Des Moines Register, IA


Elbert: The dos and don'ts of business etiquette

Quiz time: What should you never do while seated in a waiting room prior to a job interview?

Or better yet: If you are taken to lunch or dinner during a job interview and need to leave the table, where should you place your napkin? How should you hold your fork? What should you not do with your fork?

Be careful before you answer, because if you're wrong, you'll likely be on the job hunting circuit a lot longer than necessary, said certified etiquette instructor Callista Gould of Des Moines.

Gould will provide the correct answers to those and other questions during a series called "Morning Blast of Business Etiquette" that will take place from 7:30 to 8 a.m. each of the next three Tuesdays at the Des Moines Social Club facility located in the Kirkwood Hotel.

The first session on Tuesday is about making first impressions. The June 21 session will cover table manners. And the June 28 session will focus on cocktail party and networking etiquette.

Bad manners are bad policy on so many levels, said Gould, who operates a business called the Culture and Manners Institute.

Doing or saying the wrong thing can hurt your career, as well as your social life.

In fact, Gould believes that bad manners are a cause - not a reflection - of the growing lack of civility in modern society.

The idea for weekly classes at the Social Club came during a meeting earlier this year of the Civility Project that's being sponsored by the Community Foundation of Greater Des Moines.

The foundation has been holding civility meetings since last fall in an effort to encourage people to dial down the rhetoric and volume that surround most political issues and many other aspects of modern society.

"The discussion was about 'How can we improve civility in Des Moines?' " said Gould, who was on the Better Together Committee with Matthew McIver, the artistic and education director of the Social Club.

"Etiquette is about making the people around you feel comfortable and consideration of others. We thought the series would be a fun way to iron out the rough edges that people have," she said.

The connection between good etiquette and employment has always existed, and in recent years many universities have begun requiring that students take etiquette courses.

Table manners are a particular concern, said Kathy Wieland, who teaches etiquette to freshman and sophomore business students at Iowa State University.

Many students enter college without the slightest idea of what fork to use or other basic table manners, she said.

"One reason is that so many families don't dine in that manner or interact in that manner any longer.
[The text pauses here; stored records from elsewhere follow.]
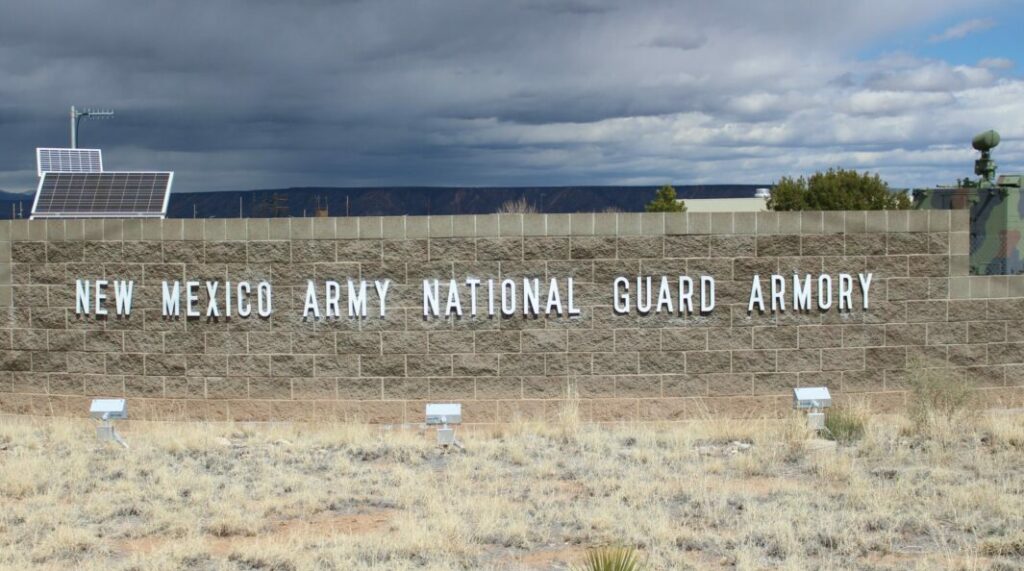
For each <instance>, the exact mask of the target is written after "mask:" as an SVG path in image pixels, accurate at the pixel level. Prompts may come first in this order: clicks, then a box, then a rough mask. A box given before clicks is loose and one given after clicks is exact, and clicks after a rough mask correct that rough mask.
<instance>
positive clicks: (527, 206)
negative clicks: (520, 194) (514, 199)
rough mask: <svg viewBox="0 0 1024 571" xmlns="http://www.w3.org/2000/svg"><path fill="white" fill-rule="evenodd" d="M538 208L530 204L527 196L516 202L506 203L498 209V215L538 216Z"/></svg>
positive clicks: (508, 202)
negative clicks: (516, 214)
mask: <svg viewBox="0 0 1024 571" xmlns="http://www.w3.org/2000/svg"><path fill="white" fill-rule="evenodd" d="M537 212H538V211H537V207H535V206H534V205H531V204H529V202H528V201H527V200H526V197H525V196H522V197H520V199H516V200H514V201H505V202H504V203H502V206H501V207H499V208H498V214H537Z"/></svg>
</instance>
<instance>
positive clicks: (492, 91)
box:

Students were coming to us and the most fine dining experience they've had was at the local sports bar," Wieland said.

"We teach freshmen and sophomores so they are ready to go through the interviewing process" to obtain internships.

Iowa State's MBA program also has a series of etiquette courses for its graduate school students.

Separately, Gould teaches etiquette seminars to students in ISU's liberal arts college.

Gould got into the etiquette business five years ago after a career in marketing and public relations. A Des Moines native, Gould worked for a number of businesses ranging from startups to old-line manufacturers, as well as nonprofits. At one point, she worked for Sony Music in the marketing department, handling performers including Ozzy Osbourne, James Taylor and Celine Dion.

"Being in the music business helped me understand how human behavior affects your career," Gould said.

For example, she said, "Ozzy Osbourne, despite his crazy persona, is kind to people behind the scenes. He's a very nice man" and has good manners. "That's part of his success."

On the other hand, she said, "I've seen artists who come out of nowhere and have a lot of talent and have a great first album, and all of a sudden they crash" because they are not considerate of others. "They have attitude and they are awful to people. You can see why their careers go away."

Those kinds of experiences, as well as seeing close up what makes a good corporate executive different from a bad one, convinced Gould that she could create a new career for herself as an etiquette expert.

She got the training she needed to become a Certified Etiquette Instructor, and five years ago when her father was in poor health, she moved back to Des Moines to help out with his care.

Gould has been answering etiquette questions ever since.

One of them is the waiting room question I posed at the beginning.

Here's the story that Gould tells:

"A woman approached me after a talk in Oklahoma and said, 'I am the receptionist in my office. The hiring manager has asked me to keep an eye on the job candidates in the waiting room and report back to him which ones are talking on their cellphones, checking messages or texting. Those are the candidates we do not hire.' "

Instead of playing with your smartphone, Gould recommends studying your notes about the company that is interviewing or going over answers to tricky questions in your head.

"Leave the impression that you are focused on the business at hand and not distracted by other things in your life, especially your Solitaire app," Gould said.